War After War shifts focus to Leung’s interpretation of Niesłuchowski and – at 90 minutes in length – allows for linear and cyclical viewing. The video is a document of Niesłuchowski’s late, peripatetic stage, made of footage Leung shot over a number of years in Shanghai, Warsaw, London and the United States. Niesłuchowski had, in Leung’s mind, gone literally “site-less”, and the nomadism that he habitually performs – and which Leung, as his shadow, obliges to copy – has a discomfiting similarity to the fair-and-biennial jet-set. That is to say, despite having no explicit function in the artworld, Niesłuchowski, too, is a beneficiary of its global reach.

“In some ways, because of how the artworld is set up, we make room for Warren,” Leung observes. “I’m interested in how he carved a life out of this particular apparatus, and it’s not cynical. It’s a huge amount of work.” Periodically, War After War gives the telltale signs of the cultural nomad’s daily practice – the passing of keys and instructions, the sofa made to accommodate work and rest. Niesłuchowski’s coat sleeve has been stitched with extraneous buttons, by Leung, to hide the inevitable, future wear-and-tear.

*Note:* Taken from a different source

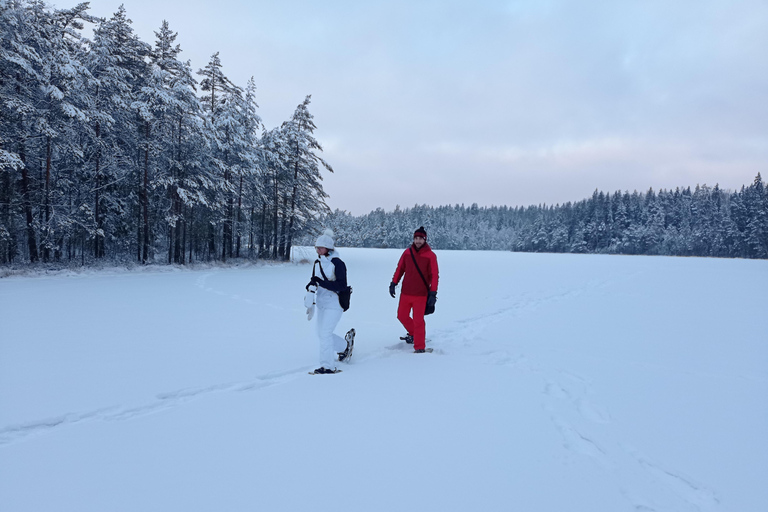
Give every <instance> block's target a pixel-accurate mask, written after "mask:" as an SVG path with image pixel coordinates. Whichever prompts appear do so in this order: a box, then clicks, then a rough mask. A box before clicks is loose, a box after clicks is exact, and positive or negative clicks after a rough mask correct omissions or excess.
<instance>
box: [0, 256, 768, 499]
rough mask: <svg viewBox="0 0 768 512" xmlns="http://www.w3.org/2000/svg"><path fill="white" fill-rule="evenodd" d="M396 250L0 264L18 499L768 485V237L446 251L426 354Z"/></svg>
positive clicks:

Niesłuchowski travels only so lightly. Laid up in a hospital bed, Leung’s bone-thin, beret-clad protagonist waxes philosophic about representation: “One is always in that mise en abyme, in that great abyss of constantly having to hold it together.” Moments later, he’s back on the phone, making plans for “Dan’s gala”. He cycles through locales like a migratory bird, yet the body continues on its linear course.

Recurring throughout the film are voiceover excerpts of Kant’s 1795 ‘Perpetual Peace: A Philosophical Sketch’, which argued for the right of all men to peaceful, temporary respite in the country of another. ‘They have it by virtue of their common possession of the surface of the earth,’ Kant wrote, drafting a model of global citizenship that, at least by Derrida’s late writing on cosmopolitanism, was still far from complete. “Kant wrote a script for Warren’s life,” Leung reflects, as if his every encounter played out the ethics of hospitality. War After War makes its own ethical turn: the voices that give shape to the philosopher’s words, for example, belong to Warren’s hosts.

Joan Jonas was among the readers who lent a chair for the project’s New York debut at CUE Art foundation. Jonas sat through the film twice. “She said, ‘You’ve made Warren very happy,’” Leung recalls. “I didn’t know that. I worried about idealising Warren too much in my piece, so it was very important for me to give him a picture of himself, where he is dignified. Because on some level, I made the piece for Warren.”